Today on Writer’s Glossary…
An anti-hero is not a flawed hero because all heroes are flawed, by definition. An anti-hero
is a protagonist who lacks the attributes that we associate with a traditional hero. Whilst a hero is courageous, beautiful, loyal, strong and driven to uphold justice and protect the innocent, an anti-hero may be ugly, cowardly, selfish, weak and manipulative, but remain the central character in a story.

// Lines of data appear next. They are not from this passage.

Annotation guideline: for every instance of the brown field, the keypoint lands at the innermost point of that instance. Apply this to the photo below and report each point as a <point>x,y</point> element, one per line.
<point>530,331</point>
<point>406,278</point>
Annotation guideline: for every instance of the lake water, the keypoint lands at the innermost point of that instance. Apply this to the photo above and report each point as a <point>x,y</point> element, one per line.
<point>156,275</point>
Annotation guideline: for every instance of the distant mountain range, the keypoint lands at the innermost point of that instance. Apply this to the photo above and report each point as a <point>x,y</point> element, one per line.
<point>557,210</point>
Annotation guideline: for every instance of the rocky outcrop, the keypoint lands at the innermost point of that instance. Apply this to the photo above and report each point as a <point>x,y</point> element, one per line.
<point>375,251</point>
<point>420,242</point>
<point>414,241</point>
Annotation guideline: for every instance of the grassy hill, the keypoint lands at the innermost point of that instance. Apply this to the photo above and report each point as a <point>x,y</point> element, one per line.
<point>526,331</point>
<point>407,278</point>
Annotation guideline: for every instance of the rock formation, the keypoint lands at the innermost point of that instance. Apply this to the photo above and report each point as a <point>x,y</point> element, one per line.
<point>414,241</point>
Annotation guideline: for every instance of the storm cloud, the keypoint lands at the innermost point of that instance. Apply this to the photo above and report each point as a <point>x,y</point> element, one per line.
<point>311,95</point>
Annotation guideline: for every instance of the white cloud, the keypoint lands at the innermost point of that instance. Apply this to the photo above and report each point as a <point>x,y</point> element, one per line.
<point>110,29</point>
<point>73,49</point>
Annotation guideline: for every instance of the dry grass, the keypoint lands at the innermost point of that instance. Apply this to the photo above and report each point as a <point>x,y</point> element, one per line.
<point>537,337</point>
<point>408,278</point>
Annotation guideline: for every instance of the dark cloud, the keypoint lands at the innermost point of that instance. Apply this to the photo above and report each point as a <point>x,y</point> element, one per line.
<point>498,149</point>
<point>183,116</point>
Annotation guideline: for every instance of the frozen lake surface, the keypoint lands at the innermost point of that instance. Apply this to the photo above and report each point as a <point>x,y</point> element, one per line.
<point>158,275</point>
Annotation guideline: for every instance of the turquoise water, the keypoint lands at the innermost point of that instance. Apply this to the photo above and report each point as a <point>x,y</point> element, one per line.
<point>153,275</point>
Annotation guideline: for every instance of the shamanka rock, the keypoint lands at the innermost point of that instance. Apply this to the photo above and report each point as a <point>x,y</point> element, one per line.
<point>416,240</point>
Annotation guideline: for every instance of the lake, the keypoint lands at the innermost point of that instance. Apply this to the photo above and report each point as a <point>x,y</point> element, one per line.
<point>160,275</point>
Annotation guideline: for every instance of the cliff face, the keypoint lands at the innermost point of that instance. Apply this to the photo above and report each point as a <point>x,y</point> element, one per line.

Walter White from Breaking Bad is a great, modern example of an anti-hero. He sacrifices everything to serve his own ego to be the best meth cook in the business. He lies to his family and kills anyone who stands in his way, showing no loyalty and a lack of empathy. We don’t really want to be Walter because he’s a pretty nasty character, but he’s still hugely popular. But why?
People are drawn to the anti-hero because we can relate to them better than the square-jawed, perfect hero, who always gets the girl and wins the day without a hair out of place. The anti-hero wears her struggles on her sleeve and doesn’t always do the right thing, which gives us a sense of glee in the escapism. She can also be a mirror to society, humanity or modern culture. She’s an outcast on the road to redemption or ruin and that keeps readers hooked.
Examples of anti-heroes: Patrick Bateman (American Psycho by Brett Easton Ellis), Holden Caulfield (Catcher in the Rye by J.D. Salinger), Becky Sharpe (Vanity Fair by William Makepeace Thackeray).